Zusätzliche Beiträge[Bearbeiten]

Mitglieder der gesetzlichen Krankenkassen müssen zusätzlich einen Beitrag von 0,9 % des Bemessungsentgeltes, Mitglieder der gesetzlichen Pflegeversicherung, die kinderlos und älter als 23 Jahre sind, müssen einen zusätzlichen Beitrag von 0,25 % des Bemessungsentgeltes entrichten. Bei Bemessung dieser zusätzlichen Beiträge wird das Gleitzonenentgelt mit dem zusätzlichen Beitragssatz (0,9 % oder 0,25 %) multipliziert.

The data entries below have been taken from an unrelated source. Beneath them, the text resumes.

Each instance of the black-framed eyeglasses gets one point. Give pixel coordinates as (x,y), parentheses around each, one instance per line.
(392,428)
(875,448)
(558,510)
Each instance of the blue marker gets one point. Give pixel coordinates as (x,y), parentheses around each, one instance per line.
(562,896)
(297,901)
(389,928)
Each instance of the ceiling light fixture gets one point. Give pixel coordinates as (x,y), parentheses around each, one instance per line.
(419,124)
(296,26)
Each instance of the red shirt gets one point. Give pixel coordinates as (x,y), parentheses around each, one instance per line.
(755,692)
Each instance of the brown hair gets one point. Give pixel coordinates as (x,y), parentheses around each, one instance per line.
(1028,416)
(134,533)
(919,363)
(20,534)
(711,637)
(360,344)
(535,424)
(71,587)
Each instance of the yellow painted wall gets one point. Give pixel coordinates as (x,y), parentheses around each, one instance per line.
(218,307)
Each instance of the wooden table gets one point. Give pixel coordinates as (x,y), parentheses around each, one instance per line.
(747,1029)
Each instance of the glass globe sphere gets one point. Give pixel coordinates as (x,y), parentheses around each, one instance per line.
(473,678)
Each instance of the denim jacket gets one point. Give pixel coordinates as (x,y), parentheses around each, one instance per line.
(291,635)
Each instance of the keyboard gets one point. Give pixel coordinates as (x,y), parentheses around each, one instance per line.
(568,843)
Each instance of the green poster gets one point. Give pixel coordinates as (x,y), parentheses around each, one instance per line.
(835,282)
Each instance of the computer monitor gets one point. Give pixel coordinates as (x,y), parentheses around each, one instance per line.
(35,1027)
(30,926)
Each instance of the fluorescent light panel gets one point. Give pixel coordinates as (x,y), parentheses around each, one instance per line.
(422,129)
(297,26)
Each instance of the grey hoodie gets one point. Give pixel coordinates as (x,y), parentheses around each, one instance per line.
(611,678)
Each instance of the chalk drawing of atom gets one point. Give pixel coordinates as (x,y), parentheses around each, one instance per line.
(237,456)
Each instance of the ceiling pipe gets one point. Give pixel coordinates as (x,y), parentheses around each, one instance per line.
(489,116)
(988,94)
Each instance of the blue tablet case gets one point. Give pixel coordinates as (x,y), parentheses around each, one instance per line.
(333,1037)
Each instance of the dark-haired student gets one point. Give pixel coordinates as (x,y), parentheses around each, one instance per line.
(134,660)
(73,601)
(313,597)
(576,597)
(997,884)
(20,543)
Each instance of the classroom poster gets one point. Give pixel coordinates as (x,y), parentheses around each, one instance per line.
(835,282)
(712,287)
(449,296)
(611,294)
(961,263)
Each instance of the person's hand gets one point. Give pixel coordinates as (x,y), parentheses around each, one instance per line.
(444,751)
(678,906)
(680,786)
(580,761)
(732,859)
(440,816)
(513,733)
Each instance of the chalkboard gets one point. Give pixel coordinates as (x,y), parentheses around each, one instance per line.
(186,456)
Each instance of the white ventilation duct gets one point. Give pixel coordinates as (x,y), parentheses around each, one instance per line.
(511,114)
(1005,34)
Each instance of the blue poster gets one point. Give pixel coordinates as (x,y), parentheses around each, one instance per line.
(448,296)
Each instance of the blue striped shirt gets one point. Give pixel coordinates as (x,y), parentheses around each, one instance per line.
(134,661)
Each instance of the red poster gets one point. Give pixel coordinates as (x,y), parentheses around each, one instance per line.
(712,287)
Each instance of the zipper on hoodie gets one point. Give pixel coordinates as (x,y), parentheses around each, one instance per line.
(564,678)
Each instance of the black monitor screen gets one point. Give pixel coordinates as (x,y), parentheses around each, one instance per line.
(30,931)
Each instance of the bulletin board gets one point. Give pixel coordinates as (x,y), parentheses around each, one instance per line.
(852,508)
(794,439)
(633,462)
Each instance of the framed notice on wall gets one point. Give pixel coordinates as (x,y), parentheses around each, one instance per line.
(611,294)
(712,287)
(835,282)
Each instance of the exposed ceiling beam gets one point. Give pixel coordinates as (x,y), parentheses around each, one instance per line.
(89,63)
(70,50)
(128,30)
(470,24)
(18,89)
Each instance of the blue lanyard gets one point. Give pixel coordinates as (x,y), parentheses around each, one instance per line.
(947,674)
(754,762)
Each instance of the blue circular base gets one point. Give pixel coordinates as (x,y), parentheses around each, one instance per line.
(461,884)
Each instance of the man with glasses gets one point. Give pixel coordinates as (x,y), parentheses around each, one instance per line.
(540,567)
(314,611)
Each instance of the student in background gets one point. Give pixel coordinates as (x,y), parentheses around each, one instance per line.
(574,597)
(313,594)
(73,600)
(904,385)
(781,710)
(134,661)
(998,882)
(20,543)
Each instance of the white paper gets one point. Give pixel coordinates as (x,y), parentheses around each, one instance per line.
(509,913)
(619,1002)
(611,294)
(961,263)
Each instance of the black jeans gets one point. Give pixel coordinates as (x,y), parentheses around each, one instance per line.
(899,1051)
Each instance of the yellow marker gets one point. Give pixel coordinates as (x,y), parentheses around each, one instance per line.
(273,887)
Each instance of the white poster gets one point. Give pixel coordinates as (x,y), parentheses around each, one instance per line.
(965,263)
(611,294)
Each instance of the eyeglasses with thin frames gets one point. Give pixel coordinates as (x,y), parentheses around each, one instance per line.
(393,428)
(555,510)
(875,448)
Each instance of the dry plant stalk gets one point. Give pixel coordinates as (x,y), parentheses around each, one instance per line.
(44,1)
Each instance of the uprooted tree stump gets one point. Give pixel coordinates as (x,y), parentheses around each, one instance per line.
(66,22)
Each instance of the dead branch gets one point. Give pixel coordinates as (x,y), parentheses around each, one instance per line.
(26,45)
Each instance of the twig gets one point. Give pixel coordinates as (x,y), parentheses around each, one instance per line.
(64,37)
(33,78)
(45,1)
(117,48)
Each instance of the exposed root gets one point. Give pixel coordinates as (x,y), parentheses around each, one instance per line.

Umlagebeiträge zu den Ausgleichsverfahren[Bearbeiten]

Die vom Arbeitgeber zu tragenden Umlagebeiträge zu den Ausgleichsverfahren nach dem Aufwendungsausgleichsgesetz sind nach den Bemessungsentgelten zu berechnen, nach denen der Rentenversicherungsbeitrag zu berechnen ist. In der Gleitzone wird die Umlage somit nicht auf den vollen Bruttolohn bezahlt, sondern nur auf das Gleitzonenentgelt (Berechnung siehe oben).

Beispiel[Bearbeiten]

Arbeitgeber- und Arbeitnehmeranteile in Prozent

Das folgende Berechnungsbeispiel bezieht sich auf das Jahr 2015.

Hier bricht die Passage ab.